Periodic Reporting for period 3 - DISTRACT (The Political Economy of Distraction in Digitized Denmark)
Reporting period: 2023-01-01 to 2024-06-30
Subproject 1 explores dynamics of political attention in Denmark. The focus is both on ideological positions on digital distraction and on how actors capture, retain, and distract polical attention in online and offline contexts. As such, the project contributes to social science scholarship on “issue attention” and related questions pertaining to how politicians and the public interact and influence each other via e.g. digital platforms.
Subproject 2 - Coding Distraction studies software practices, infrastructures, and valuation regimes in the digital attention economy, with a focus on social networks and practices of programmers. Combining (n)ethnographic and computational methods and seeking to contribute to relevant social science literatues the project’s data stems from both the Danish app development market and international coding networks.
Subproject 3 - Defying Distraction investigated practices and discourses pertaning to socalled digital disconnection and detox, including moral discussions about the good life in the digital age and specific attentional technologies and practices developed to limitat and control peoples use of digital devices and platform..
Subproject 4 - Regulating Distraction explores the social and psychological effects of remote work and online collaboration in work and educational contexts. More specifically, through a combination of quantitative and qualitative data and methods, the projects seeks to contribute to an empirically informed understanding of how the attention of some actors is regulated by other actors to reach certain goals.

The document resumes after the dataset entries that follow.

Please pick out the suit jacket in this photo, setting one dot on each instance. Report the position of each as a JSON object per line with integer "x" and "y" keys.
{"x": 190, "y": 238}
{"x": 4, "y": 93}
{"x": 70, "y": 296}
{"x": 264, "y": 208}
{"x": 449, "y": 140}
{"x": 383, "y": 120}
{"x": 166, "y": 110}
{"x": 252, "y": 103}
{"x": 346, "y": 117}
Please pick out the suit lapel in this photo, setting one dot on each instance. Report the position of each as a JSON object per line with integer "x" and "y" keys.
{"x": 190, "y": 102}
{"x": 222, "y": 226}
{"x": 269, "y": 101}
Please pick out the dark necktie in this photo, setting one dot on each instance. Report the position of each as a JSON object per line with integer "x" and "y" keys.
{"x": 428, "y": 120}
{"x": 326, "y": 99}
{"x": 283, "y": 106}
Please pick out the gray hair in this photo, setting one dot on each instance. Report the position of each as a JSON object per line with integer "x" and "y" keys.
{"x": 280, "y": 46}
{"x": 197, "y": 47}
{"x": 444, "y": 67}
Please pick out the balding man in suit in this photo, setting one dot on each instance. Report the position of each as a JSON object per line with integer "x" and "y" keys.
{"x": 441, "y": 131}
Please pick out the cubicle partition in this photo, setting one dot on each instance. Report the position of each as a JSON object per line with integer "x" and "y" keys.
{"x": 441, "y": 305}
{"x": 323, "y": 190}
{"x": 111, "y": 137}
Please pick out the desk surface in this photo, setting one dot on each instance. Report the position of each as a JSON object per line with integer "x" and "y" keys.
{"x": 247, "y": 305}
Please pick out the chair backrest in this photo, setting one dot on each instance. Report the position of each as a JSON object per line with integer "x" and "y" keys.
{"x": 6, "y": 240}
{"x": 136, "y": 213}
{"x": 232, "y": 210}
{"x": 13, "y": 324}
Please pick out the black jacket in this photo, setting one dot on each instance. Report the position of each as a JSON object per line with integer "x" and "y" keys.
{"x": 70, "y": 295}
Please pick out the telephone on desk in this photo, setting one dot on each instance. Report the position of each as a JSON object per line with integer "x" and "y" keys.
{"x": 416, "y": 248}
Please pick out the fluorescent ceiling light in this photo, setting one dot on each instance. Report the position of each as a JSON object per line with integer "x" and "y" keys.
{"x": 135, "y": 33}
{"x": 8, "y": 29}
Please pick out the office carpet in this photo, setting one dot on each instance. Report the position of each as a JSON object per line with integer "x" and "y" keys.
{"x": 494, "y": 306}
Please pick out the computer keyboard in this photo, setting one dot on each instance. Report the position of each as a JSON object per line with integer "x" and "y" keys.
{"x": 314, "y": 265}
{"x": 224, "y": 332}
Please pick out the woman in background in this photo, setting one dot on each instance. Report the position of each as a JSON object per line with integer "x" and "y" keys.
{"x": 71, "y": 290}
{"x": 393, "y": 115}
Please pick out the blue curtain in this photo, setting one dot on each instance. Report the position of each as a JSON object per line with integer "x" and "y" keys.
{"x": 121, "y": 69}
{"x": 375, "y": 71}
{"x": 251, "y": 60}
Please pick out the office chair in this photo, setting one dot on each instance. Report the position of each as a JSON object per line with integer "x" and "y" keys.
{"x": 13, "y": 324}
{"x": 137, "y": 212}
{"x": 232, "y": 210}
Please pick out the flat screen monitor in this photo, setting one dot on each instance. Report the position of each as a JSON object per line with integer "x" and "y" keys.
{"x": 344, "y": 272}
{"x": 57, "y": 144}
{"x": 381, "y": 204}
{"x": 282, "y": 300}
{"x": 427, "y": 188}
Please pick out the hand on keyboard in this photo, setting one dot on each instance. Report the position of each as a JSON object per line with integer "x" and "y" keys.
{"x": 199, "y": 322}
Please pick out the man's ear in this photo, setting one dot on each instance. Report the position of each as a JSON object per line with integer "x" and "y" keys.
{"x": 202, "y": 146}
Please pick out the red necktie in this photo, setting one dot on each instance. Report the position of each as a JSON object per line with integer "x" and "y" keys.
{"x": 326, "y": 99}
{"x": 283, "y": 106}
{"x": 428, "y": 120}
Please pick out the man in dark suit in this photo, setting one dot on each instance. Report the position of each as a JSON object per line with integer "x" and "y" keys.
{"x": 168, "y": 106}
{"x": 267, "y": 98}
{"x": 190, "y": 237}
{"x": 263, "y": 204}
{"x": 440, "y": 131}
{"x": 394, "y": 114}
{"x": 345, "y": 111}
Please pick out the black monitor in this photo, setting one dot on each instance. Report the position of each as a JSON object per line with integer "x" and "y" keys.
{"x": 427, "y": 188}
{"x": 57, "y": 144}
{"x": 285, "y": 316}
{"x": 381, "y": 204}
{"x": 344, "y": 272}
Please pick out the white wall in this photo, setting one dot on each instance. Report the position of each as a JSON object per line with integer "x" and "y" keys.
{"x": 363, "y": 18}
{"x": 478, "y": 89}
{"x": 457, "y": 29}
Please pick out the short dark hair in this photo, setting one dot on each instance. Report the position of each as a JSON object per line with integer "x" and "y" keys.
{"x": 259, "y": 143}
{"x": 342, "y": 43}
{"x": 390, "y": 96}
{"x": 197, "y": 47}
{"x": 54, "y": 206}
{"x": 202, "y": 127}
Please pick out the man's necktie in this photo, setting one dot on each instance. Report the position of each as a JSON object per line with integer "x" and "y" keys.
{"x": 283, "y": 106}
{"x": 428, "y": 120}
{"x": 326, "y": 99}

Key research activities that have taken place in the course the DISTRACT project include:
(1) Covid 19 related research in the form several talks and papers concerning both issue attention dynamics on Danish social media and new pandemic-induced social and existential possibilities and problems in work and leisure contexts. A blog on Distract Covid-19 research (https://coronakrisen.github.io) gave rise to significant media attention in the form of resulted in several interviews of PI and other team members.
(2) Fieldwork experiments Folkemødet (People’s Meeting) have resulted in the development of new interdisciplinary methods and digital infrastructures, a number of high-level publications, as well a outreach and impact for both scientific and non-scientific audiences, including the Danish Parliament.
(3) Research in screentime, digital detox, and digital dependence have resulted in a policy brief for the Copenhagen Tech Policy Committee, as well as several papers in peer-reviewed journals. Given the increasing national and internation focus and debated on digital distraction and screen time issues, project findings have been publicized via prominent Danish newspapers, and TV and radio programs.
(4) Development and dissemination of new digital platforms for ethnographic research in Big Data and Society, Social Science Computer Review, Anthrodendum, and forthcoming anthropology textbook published by Samfundslitteratur.
(5) In addition to the above activities, which relate specifically to Subprojects 1 and 3, Distract team members have published prominent interdisciplinary and field journals, including Dreyer Lassen et al’ paper on smartphone usage and academic performance in Psychological Science (2020), PI and co-PI’s co-authored paper on “The Political Economy of Attention” in Annual Review of Anthropology (2021); Otto, Blok, and Salka’s article on GitHub network published in Journal of Cultural Economy (2023); Lehmann et al’s “Exposure to urban and rural contexts shapes smartphone usage behavior” published PNAS Nexus (2024); DISTRACT researchers’ Pedersen’s and Otto’s contribution as co-editors and authors to the book “The Economic Lives of Platforms: Rethinking the Political Economy of Digital Markets” published in 2024 on Bristol University Press; Albris et al’ special issue on digital trust in Journal of Cultural Economy (ultimo 2024) and well as Enggaard et al’s newly accepted paper on computational discourse analysis to be published in Nature: Scientific Reports.